A Brief History of Soccer
Soccer, or better known to the rest of the world as football, is one of the oldest sports in history. Dating back to 206 B.C., there are accounts of Chinese soldiers playing Tsu’chu, “kicking the ball,” to supplement their training regiments during the Han Dynasty. While many other ancient cultures played games involving a ball, Tsu’chu was the first to not allow hands. Goals consisted of a net attached to two bamboo poles and elevated 30 feet in the air. This is quite the contrast to modern goals that sit on the ground and extend eight feet high and 24 feet wide. The particular style of playing a game with a ball, centered around one’s feet, spread throughout the world.
During the medieval period in Europe, particularly in England, games were played in towns that pitted rival squads against one another. This was called Folkball. The goal was to place the ball into a designated area, usually the captain’s house, to score a point. This would often entail a distance of a few miles between scoring destinations. Games typically resulted in low scoring matches as the process of advancing the ball would be brutal and without regard to one’s well being. Without any set rules the game would cause massive commotion throughout the towns in which it was held, leading to it’s ban in the 14th century.

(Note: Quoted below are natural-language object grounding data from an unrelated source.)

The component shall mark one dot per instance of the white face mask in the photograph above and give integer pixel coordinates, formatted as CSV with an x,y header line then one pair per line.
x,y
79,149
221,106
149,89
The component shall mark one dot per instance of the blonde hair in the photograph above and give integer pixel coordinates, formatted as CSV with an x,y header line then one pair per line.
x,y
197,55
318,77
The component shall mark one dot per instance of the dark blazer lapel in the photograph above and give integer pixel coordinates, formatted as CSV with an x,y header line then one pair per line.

In 1863, official rules for football were drawn up to create an organized game in England. These rules formally differentiated between rugby football and association football. Hence, modern football was born.

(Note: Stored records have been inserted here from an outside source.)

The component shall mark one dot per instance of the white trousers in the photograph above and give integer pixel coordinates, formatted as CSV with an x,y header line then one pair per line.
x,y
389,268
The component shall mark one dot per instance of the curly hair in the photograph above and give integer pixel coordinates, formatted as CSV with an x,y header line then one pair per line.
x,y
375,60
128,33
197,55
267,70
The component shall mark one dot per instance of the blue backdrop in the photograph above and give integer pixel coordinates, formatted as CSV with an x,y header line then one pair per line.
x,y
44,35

As more clubs agreed to Football Association (F.A.) rules, the desire to breed uniform leagues emerged. In 1872 the first F.A. Cup was played, and by 1888 a league was formed with 128 teams participating in some capacity. England’s love for the game rubbed off on neighboring European countries, eventually making its way to South America. By 1907 there were twelve official F.A. leagues worldwide.
Seven members formed the International Federation of Football Association (FIFA) in Paris, France, in 1904. Those members included: Belgium, France, Holland, Denmark, Spain, Sweden, and Switzerland. In 1930, the year of the first World Cup, FIFA had reached 40 members.
Due to an economic depression in Europe at the time of the first World Cup, many nations were not able to travel to Uruguay and compete. With the help of the host country, four European teams did manage to trek the Atlantic for the World Cup, most notably being Belgium and France.
The results of the first World Cup were not shocking as favorites Argentina and Uruguay competed in the final match resulting in a 4-2 victory for the hosts. The United States of America lost to Argentina 6-1 in the semi-final, which remains the USA’s best finish in the tournament’s history.
Today there are six confederations under FIFA that govern specific regions based primarily on the continent in which they belong. In total, there are more than 200 F.A. leagues worldwide.
As the beautiful game of soccer continues to grow, it is important to reflect on how it all started and appreciate those who brought us the game we love.